这种事史蒂夫只是听说过,英国很多地区经历过德军轰炸,当地居民被驻扎美军的这些响声吓得几乎神经衰弱,举报到高层士兵们才收敛一些。

“我其实也劝过,但他们非说口粮不好要搞点能吃的。”巴基看出史蒂夫眉头紧锁,“我管不了他们,不过总会有人管的。”

 

史蒂夫听出他语气里带的一点笑意。这时候的巴基仍然很接近于布鲁克林的巴基,阳光幽默的好脾气小伙,史蒂夫看着他明亮的脸庞,感到恍如隔世。他想,自从43年离开家乡,巴基真的回去过吗?冬兵档案显示他在73年脱离控制去过纽约,但有没有到达布鲁克林并没有记载,他自己也已经忘记。那时巴基的父母都还活着,活在失去爱子的痛苦里,最后也这样死去。

没有看到巴基后来的遭遇,史蒂夫想,可能也算是一种幸运,留在他们记忆里的巴基干净而清白,为人类“伟大的反抗战争”牺牲。牺牲。他的灵魂一阵剧痛。

 

巴基悠闲的军旅生活过了不到一个月,七月初,107步兵团正式被调往前线。期间他一直尽量和史蒂夫保持联系,史蒂夫编的名字是克里斯,巴基就一直这么叫他。每天至少一次的通话在几天后中断,他一有时间就会拿起镜子,但巴基从未出现。

 

1943年7月9日,盟军大规模登陆意大利西西里。

 

03.

时间焦虑的等待里流逝。史蒂夫逐渐过得昼夜颠倒,七月的最后一天,他从昏睡中醒来,习惯性看向床头柜,然后发现那碎片裂成了两块。他盯着那两片玻璃,感到毛骨悚然。他终于想起镜子无缘无故碎掉是很蹊跷的,而巴基出现在镜子里更是天方夜谭:他终于疯了,之前的一个月不过是他已经崩溃的神经创造出的幻想。

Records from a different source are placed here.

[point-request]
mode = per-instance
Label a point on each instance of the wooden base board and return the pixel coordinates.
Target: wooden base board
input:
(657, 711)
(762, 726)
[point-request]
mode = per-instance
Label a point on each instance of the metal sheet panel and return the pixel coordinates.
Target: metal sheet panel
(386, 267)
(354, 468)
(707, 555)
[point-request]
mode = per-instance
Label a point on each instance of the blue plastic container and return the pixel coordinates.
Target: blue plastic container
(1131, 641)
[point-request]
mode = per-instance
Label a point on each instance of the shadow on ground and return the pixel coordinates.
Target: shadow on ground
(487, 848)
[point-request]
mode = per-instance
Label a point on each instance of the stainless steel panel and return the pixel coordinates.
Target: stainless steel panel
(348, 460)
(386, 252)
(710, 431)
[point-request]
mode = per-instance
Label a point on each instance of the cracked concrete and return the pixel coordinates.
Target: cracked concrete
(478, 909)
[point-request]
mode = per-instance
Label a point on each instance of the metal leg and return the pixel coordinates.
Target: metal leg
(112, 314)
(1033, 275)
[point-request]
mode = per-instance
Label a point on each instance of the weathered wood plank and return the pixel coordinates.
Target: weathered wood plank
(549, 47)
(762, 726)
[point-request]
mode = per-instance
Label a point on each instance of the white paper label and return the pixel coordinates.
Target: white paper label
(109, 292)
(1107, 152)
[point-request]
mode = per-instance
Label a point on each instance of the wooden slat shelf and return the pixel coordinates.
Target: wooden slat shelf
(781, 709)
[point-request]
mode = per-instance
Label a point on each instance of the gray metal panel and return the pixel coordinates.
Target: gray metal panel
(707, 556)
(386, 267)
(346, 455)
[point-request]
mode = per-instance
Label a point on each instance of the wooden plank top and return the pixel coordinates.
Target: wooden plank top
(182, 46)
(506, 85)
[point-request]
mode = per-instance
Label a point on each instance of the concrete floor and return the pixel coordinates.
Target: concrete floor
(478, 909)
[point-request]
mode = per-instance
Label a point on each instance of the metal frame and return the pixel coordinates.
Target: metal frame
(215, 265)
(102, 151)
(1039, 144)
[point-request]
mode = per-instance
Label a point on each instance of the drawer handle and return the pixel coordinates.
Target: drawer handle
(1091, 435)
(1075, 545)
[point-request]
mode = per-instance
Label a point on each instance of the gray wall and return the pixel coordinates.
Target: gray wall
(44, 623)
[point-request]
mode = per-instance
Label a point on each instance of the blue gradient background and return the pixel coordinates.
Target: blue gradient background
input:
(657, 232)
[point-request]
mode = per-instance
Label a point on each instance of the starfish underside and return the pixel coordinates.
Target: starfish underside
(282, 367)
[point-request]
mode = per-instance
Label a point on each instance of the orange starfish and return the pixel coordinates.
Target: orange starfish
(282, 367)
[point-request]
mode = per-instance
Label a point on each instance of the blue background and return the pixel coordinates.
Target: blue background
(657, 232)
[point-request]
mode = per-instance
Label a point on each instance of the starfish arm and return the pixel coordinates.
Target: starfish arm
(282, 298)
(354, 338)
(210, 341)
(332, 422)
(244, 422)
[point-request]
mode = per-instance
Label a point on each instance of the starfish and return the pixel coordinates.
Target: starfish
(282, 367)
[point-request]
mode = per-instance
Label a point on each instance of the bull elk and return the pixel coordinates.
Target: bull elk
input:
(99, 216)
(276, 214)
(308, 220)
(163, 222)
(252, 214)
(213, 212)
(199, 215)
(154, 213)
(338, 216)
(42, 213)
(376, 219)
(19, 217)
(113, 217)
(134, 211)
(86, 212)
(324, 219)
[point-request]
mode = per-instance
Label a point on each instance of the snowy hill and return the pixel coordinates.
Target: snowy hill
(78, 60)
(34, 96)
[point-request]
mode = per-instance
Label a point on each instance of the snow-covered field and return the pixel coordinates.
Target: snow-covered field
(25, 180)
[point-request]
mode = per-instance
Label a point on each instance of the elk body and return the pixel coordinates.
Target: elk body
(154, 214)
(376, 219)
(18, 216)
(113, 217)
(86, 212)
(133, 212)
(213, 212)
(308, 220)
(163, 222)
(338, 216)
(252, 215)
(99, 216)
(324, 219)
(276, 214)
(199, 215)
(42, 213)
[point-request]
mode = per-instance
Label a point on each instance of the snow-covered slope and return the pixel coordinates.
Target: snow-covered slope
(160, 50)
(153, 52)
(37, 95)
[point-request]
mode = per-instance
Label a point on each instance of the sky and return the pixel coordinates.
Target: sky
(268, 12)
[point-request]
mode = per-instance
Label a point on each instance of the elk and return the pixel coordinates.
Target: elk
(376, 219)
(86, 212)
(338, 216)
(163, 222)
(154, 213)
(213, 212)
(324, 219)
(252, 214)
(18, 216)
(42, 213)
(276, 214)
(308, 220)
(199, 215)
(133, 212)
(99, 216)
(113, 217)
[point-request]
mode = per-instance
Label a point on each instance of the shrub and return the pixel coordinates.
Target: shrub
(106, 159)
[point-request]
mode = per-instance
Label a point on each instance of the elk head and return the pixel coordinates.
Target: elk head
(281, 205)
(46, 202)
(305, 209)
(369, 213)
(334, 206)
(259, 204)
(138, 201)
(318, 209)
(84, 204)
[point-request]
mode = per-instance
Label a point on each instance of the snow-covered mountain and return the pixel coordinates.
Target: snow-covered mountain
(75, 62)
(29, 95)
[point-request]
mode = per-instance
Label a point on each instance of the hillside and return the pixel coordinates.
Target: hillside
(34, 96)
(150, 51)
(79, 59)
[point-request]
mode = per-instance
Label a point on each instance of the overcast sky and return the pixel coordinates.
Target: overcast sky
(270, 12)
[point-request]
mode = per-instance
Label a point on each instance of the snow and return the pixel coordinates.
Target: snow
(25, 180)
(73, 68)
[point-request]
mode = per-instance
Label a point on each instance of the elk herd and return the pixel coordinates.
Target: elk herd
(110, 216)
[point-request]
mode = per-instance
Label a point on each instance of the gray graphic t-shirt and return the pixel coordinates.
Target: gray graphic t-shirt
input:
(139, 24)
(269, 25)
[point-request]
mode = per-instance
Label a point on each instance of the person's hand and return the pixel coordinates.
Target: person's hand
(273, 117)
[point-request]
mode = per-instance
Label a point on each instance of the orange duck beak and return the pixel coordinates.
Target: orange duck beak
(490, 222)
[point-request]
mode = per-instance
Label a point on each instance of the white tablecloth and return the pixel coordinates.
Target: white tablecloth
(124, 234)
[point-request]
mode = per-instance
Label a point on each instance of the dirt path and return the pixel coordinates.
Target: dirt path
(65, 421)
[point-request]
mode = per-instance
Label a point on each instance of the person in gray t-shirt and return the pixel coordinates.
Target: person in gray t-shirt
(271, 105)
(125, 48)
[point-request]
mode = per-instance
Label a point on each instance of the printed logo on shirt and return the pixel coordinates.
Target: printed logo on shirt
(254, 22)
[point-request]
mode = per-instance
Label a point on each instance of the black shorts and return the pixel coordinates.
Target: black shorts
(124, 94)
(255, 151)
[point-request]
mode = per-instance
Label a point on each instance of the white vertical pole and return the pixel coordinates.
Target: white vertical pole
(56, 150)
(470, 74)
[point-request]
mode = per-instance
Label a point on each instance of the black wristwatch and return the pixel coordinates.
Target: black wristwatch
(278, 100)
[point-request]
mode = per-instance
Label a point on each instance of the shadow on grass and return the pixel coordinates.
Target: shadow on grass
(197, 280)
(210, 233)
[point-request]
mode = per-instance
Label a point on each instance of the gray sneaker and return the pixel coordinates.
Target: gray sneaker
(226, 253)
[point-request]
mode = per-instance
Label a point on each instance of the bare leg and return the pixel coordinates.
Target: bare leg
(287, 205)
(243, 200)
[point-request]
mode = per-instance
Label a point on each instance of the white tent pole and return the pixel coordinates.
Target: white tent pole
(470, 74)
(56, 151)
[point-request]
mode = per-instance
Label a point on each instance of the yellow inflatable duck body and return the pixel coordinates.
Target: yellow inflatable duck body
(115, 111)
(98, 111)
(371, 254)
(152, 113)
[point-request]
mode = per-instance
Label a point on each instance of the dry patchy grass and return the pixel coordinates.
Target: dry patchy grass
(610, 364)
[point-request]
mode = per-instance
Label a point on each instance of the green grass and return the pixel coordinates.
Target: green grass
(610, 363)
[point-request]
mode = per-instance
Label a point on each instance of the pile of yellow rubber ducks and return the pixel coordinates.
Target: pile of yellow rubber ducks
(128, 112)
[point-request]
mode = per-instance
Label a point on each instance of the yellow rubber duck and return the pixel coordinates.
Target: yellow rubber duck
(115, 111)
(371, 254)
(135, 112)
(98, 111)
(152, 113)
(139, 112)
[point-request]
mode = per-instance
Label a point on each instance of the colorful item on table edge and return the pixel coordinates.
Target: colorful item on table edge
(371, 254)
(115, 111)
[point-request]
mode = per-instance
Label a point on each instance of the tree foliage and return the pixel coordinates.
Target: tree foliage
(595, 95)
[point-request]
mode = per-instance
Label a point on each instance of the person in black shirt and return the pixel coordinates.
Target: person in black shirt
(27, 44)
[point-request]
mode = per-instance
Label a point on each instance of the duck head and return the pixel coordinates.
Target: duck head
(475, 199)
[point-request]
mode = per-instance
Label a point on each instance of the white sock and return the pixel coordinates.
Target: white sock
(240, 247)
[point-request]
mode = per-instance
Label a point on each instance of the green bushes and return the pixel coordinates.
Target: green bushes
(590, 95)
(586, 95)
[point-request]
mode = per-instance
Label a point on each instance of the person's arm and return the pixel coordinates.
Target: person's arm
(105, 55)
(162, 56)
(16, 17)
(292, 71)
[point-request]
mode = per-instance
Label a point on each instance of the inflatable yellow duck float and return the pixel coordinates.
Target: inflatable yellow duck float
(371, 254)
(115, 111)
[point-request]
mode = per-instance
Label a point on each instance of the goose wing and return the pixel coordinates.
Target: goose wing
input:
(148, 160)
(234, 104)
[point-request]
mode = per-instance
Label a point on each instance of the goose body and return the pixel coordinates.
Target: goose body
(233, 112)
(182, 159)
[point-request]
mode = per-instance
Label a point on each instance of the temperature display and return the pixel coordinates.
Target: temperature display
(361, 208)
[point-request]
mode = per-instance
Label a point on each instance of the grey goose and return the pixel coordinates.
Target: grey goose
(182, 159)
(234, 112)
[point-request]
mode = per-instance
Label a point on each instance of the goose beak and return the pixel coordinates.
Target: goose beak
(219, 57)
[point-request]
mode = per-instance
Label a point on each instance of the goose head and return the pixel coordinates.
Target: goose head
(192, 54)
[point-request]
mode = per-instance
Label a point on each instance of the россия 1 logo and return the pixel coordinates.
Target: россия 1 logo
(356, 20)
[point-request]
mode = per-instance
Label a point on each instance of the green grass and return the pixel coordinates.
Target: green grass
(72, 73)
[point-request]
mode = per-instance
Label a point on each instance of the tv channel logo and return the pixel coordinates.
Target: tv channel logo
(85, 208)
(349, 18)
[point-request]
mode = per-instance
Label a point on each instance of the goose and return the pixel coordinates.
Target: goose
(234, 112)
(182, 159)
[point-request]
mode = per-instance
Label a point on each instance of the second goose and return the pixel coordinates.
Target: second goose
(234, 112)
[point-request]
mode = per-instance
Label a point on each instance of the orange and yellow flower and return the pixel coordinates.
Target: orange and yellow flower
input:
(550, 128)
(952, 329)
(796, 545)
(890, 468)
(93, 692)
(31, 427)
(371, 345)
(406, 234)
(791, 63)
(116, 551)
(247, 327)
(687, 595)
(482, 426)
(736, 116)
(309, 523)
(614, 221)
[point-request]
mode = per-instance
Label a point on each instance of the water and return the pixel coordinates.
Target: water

就这样等着精神问题杀掉自己,或者去寻求科学帮助,史蒂夫在二者中犹豫,最后呆坐在床边看着窗外的黑夜,看着它离开,黎明慢慢爬上天际线。

 

“克里斯?”

史蒂夫猛地扑过去,声音是从床头柜传来的,放在左边的碎片映出半张脸,那是巴基的样子,右边的则是他自己。

 

“巴基?出什么事了吗?你还好吗?”他紧盯着镜子里的脸,那边似乎是黑夜,但有一点月光,或者也已经黎明,足够他看得清楚。中士灰头土脸,头盔上耷拉下来的草叶子遮住了一边眉毛,他似乎意识到了,伸手把它拔下,扔到一边。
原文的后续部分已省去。